Holding: The Court reversed the receivership and directed that the association’s assets be returned to the state Secretary of Banking, with only limited federal oversight to settle receivers’ accounts.

Real World Impact:
  • Returns control of insolvent association’s assets to the state banking official for liquidation.
  • Limits federal courts from appointing receivers when state regulators already control the assets.
Topics: banking regulation, receivership, state regulators, federal courts

Summary

Background

A group of New Jersey shareholders sued a Pennsylvania building-and-loan company in federal court after calling it insolvent and asked the court to appoint receivers to manage and protect the company’s property. Meanwhile, the Pennsylvania Secretary of Banking, acting under a state banking law, had already taken possession of the association, issued a certificate of insolvency, and appointed an agent to liquidate the business.

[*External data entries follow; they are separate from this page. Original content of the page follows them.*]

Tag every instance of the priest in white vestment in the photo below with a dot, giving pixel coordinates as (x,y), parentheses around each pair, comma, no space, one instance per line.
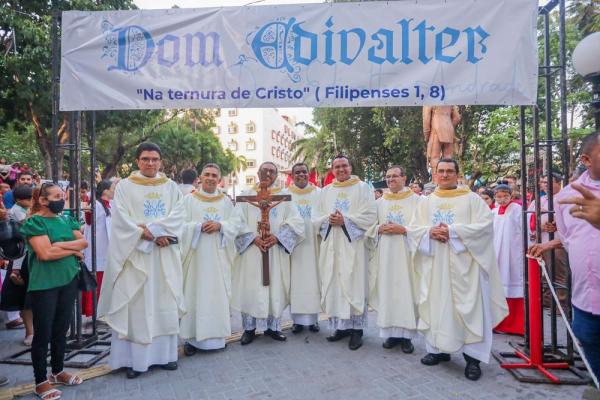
(305,291)
(262,306)
(460,290)
(392,286)
(142,293)
(207,253)
(508,244)
(346,209)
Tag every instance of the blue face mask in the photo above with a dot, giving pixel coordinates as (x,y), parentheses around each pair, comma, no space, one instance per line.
(56,206)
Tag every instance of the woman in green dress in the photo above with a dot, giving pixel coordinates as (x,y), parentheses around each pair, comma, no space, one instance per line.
(54,243)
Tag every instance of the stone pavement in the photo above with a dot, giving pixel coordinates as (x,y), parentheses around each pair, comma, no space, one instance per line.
(304,367)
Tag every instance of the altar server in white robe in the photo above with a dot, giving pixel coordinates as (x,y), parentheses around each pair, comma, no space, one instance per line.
(346,209)
(142,293)
(207,253)
(392,286)
(461,296)
(305,291)
(262,306)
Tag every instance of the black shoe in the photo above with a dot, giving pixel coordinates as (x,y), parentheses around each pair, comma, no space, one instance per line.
(275,335)
(391,342)
(339,335)
(472,370)
(189,350)
(435,359)
(248,337)
(355,339)
(170,366)
(406,346)
(132,374)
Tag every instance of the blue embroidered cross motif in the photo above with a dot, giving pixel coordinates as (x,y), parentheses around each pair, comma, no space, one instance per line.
(396,218)
(446,217)
(343,205)
(154,208)
(305,210)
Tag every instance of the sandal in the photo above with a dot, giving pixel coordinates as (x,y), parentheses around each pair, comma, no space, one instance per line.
(50,394)
(72,380)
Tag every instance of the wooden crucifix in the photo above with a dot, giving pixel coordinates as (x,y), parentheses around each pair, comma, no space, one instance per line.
(265,202)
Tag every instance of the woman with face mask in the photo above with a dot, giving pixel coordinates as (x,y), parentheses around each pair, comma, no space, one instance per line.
(54,243)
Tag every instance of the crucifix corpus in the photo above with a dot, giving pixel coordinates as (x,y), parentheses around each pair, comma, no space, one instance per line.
(265,202)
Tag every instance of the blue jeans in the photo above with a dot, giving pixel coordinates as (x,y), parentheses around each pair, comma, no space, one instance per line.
(586,327)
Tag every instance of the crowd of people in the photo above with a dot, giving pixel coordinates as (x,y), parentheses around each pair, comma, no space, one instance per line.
(174,260)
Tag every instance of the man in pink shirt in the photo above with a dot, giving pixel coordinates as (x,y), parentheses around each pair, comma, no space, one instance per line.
(582,241)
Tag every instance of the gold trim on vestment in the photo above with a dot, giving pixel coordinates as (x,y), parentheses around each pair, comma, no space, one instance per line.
(137,178)
(398,196)
(305,190)
(451,192)
(352,181)
(203,197)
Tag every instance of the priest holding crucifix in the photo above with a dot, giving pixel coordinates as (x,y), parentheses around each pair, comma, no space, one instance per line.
(345,211)
(262,301)
(461,295)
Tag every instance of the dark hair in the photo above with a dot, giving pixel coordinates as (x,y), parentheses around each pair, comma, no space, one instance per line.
(102,186)
(147,146)
(23,192)
(398,167)
(588,142)
(300,164)
(42,191)
(25,173)
(449,160)
(188,176)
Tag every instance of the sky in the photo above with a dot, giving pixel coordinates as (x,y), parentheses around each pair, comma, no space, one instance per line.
(301,114)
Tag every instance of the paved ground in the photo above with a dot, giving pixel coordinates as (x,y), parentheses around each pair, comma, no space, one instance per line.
(304,367)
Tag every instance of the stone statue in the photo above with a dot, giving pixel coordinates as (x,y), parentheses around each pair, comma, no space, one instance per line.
(439,123)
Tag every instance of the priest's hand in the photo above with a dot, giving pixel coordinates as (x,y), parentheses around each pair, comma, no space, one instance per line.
(211,227)
(146,234)
(162,241)
(336,218)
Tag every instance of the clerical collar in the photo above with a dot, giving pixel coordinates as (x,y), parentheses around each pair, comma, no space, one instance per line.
(305,190)
(401,195)
(451,192)
(349,182)
(139,179)
(208,197)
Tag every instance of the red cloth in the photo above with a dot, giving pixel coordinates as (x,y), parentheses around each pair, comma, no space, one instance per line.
(514,323)
(88,214)
(86,297)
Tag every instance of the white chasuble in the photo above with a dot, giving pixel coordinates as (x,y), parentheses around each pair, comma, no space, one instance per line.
(207,260)
(142,292)
(392,285)
(305,291)
(343,254)
(460,291)
(508,244)
(249,296)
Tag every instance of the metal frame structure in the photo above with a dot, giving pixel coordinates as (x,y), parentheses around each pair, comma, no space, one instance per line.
(538,351)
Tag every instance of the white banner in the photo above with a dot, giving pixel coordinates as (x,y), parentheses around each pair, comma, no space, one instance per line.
(314,55)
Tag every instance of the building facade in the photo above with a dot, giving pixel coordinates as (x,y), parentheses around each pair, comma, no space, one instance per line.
(258,134)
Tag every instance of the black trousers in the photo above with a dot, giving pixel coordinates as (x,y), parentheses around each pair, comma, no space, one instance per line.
(52,313)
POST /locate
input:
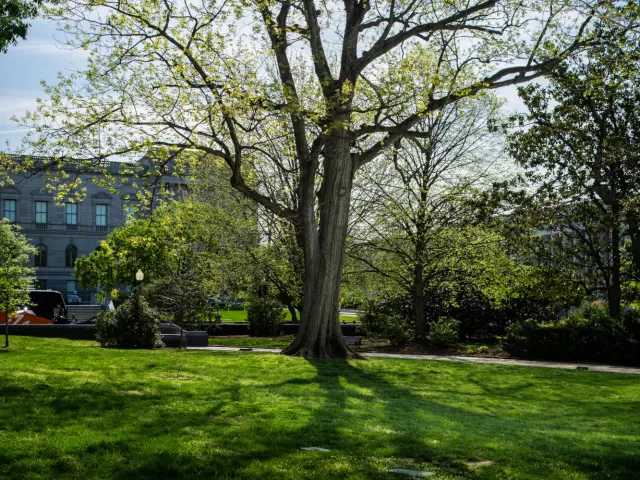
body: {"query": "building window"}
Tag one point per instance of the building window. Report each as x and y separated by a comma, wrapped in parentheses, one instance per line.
(41, 256)
(70, 255)
(10, 210)
(101, 215)
(129, 214)
(71, 211)
(41, 212)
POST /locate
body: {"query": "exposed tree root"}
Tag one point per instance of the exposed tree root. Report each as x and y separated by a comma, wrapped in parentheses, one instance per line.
(332, 348)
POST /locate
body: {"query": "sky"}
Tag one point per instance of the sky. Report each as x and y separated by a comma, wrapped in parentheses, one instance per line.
(41, 57)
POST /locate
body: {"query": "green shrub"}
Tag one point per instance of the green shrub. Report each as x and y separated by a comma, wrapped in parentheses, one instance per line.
(588, 334)
(444, 331)
(265, 316)
(131, 325)
(388, 318)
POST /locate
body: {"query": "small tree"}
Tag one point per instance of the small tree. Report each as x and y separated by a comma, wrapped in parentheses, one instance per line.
(580, 149)
(16, 276)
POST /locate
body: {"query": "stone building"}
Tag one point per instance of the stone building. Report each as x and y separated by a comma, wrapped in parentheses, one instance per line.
(64, 232)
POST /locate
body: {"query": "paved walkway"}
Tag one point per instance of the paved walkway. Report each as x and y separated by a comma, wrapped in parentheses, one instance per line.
(453, 358)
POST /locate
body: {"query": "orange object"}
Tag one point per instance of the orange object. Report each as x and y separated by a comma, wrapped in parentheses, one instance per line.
(25, 317)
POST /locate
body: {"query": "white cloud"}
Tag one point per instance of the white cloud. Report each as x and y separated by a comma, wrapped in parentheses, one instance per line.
(51, 47)
(17, 130)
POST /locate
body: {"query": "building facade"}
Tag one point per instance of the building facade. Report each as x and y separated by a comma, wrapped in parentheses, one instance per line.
(64, 232)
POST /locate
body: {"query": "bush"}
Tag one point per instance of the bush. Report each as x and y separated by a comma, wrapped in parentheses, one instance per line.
(131, 325)
(588, 334)
(265, 316)
(444, 331)
(390, 317)
(483, 321)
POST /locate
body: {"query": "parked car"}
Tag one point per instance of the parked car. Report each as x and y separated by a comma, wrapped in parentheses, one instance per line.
(73, 299)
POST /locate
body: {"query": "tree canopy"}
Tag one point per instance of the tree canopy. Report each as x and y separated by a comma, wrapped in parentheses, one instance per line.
(296, 96)
(580, 147)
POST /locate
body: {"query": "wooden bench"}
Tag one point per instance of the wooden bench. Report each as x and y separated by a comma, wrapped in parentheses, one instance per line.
(353, 341)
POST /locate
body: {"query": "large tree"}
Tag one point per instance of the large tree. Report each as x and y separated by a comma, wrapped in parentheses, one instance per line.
(415, 220)
(581, 147)
(304, 91)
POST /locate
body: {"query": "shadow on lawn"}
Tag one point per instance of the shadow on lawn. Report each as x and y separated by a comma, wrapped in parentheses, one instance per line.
(238, 434)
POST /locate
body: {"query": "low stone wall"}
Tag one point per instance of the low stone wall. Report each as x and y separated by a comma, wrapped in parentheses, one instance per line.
(88, 331)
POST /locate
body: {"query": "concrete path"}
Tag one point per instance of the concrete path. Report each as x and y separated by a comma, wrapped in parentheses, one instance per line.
(453, 358)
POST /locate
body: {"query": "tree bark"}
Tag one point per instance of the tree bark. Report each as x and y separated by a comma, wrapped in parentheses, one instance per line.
(294, 314)
(6, 329)
(324, 245)
(418, 302)
(614, 293)
(634, 233)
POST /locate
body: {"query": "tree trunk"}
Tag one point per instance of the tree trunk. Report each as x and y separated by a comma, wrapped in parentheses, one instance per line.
(418, 302)
(634, 233)
(320, 334)
(6, 329)
(614, 293)
(294, 314)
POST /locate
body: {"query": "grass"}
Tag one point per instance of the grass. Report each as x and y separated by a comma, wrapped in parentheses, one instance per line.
(275, 342)
(241, 316)
(73, 410)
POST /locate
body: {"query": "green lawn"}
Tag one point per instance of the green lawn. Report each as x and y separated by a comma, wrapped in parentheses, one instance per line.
(73, 410)
(278, 342)
(241, 316)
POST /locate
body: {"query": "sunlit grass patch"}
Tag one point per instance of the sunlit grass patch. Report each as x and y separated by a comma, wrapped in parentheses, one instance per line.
(80, 411)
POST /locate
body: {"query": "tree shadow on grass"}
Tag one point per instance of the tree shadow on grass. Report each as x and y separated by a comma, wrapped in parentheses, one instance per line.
(357, 410)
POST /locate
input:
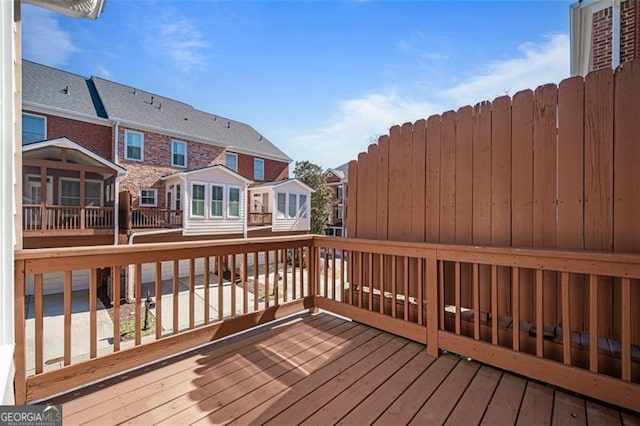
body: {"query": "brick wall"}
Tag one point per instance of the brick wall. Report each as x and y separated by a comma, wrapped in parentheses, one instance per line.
(273, 170)
(602, 35)
(94, 137)
(628, 29)
(157, 163)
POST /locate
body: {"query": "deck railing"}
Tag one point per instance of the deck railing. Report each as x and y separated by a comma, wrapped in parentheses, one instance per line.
(37, 217)
(514, 309)
(259, 219)
(156, 218)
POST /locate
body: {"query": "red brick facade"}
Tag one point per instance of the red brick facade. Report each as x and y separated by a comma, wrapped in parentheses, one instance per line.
(602, 35)
(157, 163)
(95, 137)
(273, 170)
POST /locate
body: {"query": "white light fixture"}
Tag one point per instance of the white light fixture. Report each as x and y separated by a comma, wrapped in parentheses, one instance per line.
(74, 8)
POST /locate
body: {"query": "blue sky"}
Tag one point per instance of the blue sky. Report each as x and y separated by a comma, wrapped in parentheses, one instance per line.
(319, 79)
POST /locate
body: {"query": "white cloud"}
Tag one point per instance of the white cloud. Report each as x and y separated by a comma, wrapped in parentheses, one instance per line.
(547, 62)
(178, 39)
(356, 120)
(354, 124)
(40, 28)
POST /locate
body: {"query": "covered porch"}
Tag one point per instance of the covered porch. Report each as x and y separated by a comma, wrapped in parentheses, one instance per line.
(68, 191)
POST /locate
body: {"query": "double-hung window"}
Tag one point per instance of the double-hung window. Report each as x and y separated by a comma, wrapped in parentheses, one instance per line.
(134, 145)
(69, 192)
(231, 161)
(293, 201)
(233, 209)
(258, 169)
(34, 128)
(281, 205)
(198, 191)
(148, 197)
(178, 154)
(93, 193)
(217, 200)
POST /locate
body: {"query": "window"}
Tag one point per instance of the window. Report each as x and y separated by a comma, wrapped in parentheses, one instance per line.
(69, 192)
(231, 161)
(178, 154)
(282, 201)
(34, 128)
(302, 209)
(258, 169)
(93, 193)
(217, 200)
(148, 197)
(197, 199)
(134, 145)
(293, 198)
(234, 202)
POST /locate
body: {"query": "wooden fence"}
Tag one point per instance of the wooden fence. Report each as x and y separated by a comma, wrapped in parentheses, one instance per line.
(554, 168)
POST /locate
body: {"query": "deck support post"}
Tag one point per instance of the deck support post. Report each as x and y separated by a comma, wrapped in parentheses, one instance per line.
(432, 304)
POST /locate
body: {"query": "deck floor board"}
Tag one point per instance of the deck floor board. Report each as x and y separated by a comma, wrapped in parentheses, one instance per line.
(320, 369)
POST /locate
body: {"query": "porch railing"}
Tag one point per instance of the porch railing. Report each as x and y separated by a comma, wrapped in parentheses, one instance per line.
(258, 219)
(37, 217)
(533, 312)
(156, 218)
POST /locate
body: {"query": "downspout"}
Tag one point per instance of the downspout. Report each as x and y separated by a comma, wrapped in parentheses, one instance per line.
(116, 190)
(615, 34)
(245, 210)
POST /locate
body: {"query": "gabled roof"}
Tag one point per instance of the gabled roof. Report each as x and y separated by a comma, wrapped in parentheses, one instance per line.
(103, 99)
(282, 182)
(50, 87)
(341, 172)
(218, 167)
(68, 143)
(137, 107)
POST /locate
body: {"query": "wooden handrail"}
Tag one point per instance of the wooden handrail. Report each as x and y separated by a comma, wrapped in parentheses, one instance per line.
(449, 297)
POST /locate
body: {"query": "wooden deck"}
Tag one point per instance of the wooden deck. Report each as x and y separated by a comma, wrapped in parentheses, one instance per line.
(321, 369)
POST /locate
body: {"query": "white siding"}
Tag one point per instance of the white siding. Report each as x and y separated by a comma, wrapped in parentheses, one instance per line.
(298, 224)
(211, 225)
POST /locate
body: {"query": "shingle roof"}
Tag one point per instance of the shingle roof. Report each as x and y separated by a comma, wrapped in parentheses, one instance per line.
(148, 109)
(100, 98)
(59, 89)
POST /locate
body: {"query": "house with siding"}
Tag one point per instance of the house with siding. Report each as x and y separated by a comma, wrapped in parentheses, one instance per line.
(337, 179)
(604, 34)
(182, 165)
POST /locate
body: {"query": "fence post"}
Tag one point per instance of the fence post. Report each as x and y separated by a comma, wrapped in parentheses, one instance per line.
(20, 378)
(432, 304)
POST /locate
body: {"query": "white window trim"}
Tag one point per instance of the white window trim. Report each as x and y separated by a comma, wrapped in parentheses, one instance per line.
(68, 179)
(232, 155)
(126, 155)
(224, 200)
(206, 199)
(228, 193)
(256, 160)
(38, 116)
(176, 141)
(155, 197)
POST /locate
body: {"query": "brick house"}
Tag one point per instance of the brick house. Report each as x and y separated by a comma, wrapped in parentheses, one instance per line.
(151, 137)
(604, 34)
(337, 182)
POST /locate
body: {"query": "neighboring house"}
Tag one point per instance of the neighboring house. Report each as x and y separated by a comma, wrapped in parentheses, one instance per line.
(337, 181)
(282, 206)
(166, 146)
(604, 34)
(68, 195)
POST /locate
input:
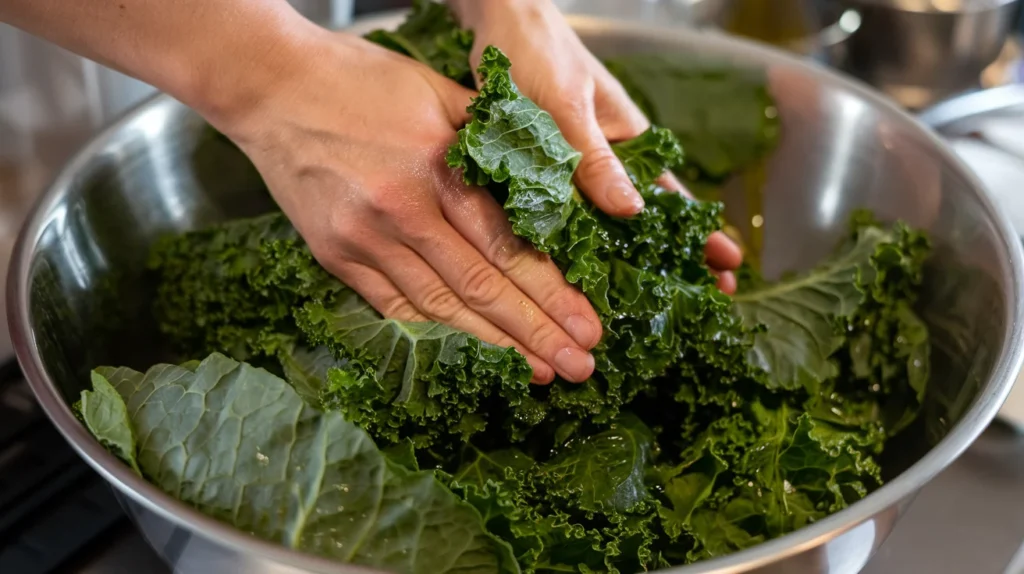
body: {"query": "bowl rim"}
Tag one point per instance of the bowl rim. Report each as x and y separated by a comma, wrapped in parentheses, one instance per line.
(982, 410)
(922, 7)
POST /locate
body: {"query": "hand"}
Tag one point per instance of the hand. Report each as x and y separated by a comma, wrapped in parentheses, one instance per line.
(553, 68)
(352, 146)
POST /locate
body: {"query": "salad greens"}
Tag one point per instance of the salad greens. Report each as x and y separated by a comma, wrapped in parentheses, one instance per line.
(711, 424)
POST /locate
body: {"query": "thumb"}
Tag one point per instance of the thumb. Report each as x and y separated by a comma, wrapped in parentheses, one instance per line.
(601, 176)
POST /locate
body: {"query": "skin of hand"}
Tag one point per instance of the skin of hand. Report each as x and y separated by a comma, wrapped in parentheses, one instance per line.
(590, 106)
(356, 161)
(351, 138)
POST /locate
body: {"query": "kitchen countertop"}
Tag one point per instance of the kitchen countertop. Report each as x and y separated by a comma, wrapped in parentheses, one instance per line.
(969, 519)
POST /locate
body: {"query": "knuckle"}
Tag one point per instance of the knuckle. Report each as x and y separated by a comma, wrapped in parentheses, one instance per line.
(506, 250)
(547, 336)
(482, 285)
(386, 200)
(600, 161)
(564, 299)
(440, 303)
(401, 309)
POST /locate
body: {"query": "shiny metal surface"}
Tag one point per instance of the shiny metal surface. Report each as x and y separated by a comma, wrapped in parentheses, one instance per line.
(921, 52)
(986, 130)
(78, 299)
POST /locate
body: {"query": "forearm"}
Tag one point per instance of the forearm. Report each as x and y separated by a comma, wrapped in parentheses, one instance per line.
(215, 55)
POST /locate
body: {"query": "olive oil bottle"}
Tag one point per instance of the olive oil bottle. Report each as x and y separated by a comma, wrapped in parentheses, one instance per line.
(786, 24)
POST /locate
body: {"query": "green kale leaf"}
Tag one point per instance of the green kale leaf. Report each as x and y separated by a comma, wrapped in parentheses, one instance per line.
(430, 35)
(238, 443)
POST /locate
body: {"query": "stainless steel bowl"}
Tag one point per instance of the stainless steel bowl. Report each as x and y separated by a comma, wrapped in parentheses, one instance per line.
(921, 51)
(76, 299)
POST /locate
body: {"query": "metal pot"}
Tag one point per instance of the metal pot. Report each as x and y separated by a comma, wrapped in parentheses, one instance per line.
(76, 298)
(922, 51)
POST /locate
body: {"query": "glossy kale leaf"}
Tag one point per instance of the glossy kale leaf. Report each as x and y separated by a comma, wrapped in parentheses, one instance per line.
(431, 36)
(723, 116)
(239, 444)
(710, 425)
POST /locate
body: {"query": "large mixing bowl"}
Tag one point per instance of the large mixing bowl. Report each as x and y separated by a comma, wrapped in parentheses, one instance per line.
(77, 301)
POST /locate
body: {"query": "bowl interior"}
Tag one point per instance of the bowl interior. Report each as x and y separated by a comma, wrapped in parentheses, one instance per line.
(160, 171)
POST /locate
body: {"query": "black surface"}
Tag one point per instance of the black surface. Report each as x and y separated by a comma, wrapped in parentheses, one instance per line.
(52, 506)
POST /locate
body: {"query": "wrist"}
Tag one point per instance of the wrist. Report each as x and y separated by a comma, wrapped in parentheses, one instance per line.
(227, 79)
(472, 13)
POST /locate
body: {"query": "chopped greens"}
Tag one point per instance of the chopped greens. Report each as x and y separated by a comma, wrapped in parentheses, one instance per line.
(712, 423)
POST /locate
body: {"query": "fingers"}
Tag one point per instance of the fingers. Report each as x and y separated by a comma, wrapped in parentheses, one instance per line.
(727, 281)
(600, 175)
(379, 292)
(434, 299)
(475, 215)
(721, 253)
(478, 285)
(619, 117)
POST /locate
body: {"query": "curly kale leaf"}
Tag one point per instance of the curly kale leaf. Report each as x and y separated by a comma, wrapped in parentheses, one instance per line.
(723, 117)
(252, 289)
(635, 271)
(239, 444)
(421, 378)
(710, 425)
(431, 36)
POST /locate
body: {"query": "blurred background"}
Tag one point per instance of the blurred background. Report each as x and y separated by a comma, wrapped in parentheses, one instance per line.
(963, 56)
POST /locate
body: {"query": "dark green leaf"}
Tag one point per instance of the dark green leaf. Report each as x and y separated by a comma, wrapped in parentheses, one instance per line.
(239, 444)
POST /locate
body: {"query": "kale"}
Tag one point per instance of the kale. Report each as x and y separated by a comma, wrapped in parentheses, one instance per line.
(711, 424)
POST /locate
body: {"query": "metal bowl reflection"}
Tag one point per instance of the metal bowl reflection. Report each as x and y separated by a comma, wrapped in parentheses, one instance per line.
(76, 300)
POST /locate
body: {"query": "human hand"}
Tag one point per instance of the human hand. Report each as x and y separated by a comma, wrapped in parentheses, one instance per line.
(352, 147)
(590, 106)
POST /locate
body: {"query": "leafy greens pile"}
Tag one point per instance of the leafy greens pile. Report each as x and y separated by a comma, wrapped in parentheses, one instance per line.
(711, 424)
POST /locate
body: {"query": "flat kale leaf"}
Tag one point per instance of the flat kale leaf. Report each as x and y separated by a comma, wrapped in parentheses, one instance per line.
(239, 444)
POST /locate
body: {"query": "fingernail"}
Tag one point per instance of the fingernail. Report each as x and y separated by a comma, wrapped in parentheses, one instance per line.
(626, 199)
(582, 330)
(573, 364)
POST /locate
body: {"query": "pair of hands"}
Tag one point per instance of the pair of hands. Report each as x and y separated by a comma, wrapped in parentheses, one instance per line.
(352, 147)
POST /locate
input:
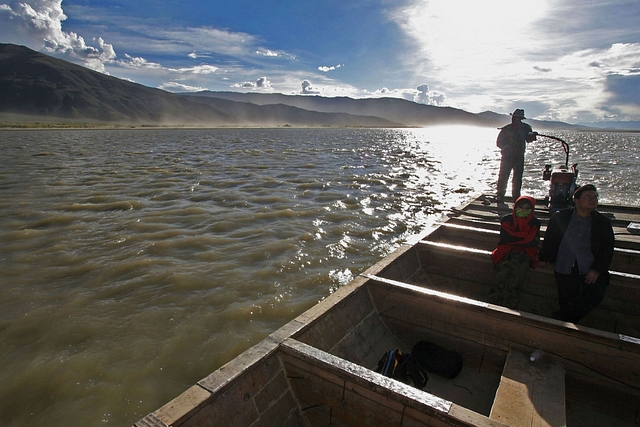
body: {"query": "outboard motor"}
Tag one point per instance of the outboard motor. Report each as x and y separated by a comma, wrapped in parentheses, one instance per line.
(563, 181)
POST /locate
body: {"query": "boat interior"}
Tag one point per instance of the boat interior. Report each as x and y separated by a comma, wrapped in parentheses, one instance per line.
(319, 369)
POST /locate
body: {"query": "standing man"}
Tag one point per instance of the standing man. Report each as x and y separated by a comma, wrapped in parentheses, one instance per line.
(580, 242)
(512, 141)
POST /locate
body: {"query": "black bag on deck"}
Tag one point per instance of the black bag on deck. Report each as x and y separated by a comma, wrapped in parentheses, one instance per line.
(402, 367)
(438, 360)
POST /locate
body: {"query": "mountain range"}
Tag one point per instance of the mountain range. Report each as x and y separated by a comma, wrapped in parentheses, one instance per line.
(36, 86)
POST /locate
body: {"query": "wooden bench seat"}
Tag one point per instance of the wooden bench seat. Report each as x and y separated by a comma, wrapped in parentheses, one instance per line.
(530, 393)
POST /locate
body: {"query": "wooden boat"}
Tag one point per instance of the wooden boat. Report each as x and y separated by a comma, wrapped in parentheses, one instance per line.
(318, 370)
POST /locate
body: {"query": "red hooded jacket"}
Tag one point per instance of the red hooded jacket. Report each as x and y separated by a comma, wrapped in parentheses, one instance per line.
(520, 234)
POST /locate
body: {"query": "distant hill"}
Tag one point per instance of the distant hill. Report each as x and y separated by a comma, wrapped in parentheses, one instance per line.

The federal district court appointed permanent receivers and blocked others from taking the property, and the Court of Appeals affirmed that order.

Reasoning

The Court considered whether the federal court should have kept the receivership despite the state regulator’s possession and liquidation plan. The Justices held that, although the federal court had authority to hear the shareholders’ bill, it should have yielded to the state action because the state Secretary of Banking was already preserving and arranging for an orderly distribution of the association’s assets. The Supreme Court reversed the district court’s receivership decree and ordered the receivers to return the assets to the state banking official, allowing only a limited federal role to settle the receivers’ accounts and fees.

Real world impact

The ruling sends control of the insolvent association’s property to the state banking regulator and narrows when federal courts will step in with receivers. The federal court will retain only short-term oversight to pay reasonable receivers’ fees and to wrap up accounts, after which the case will be dismissed.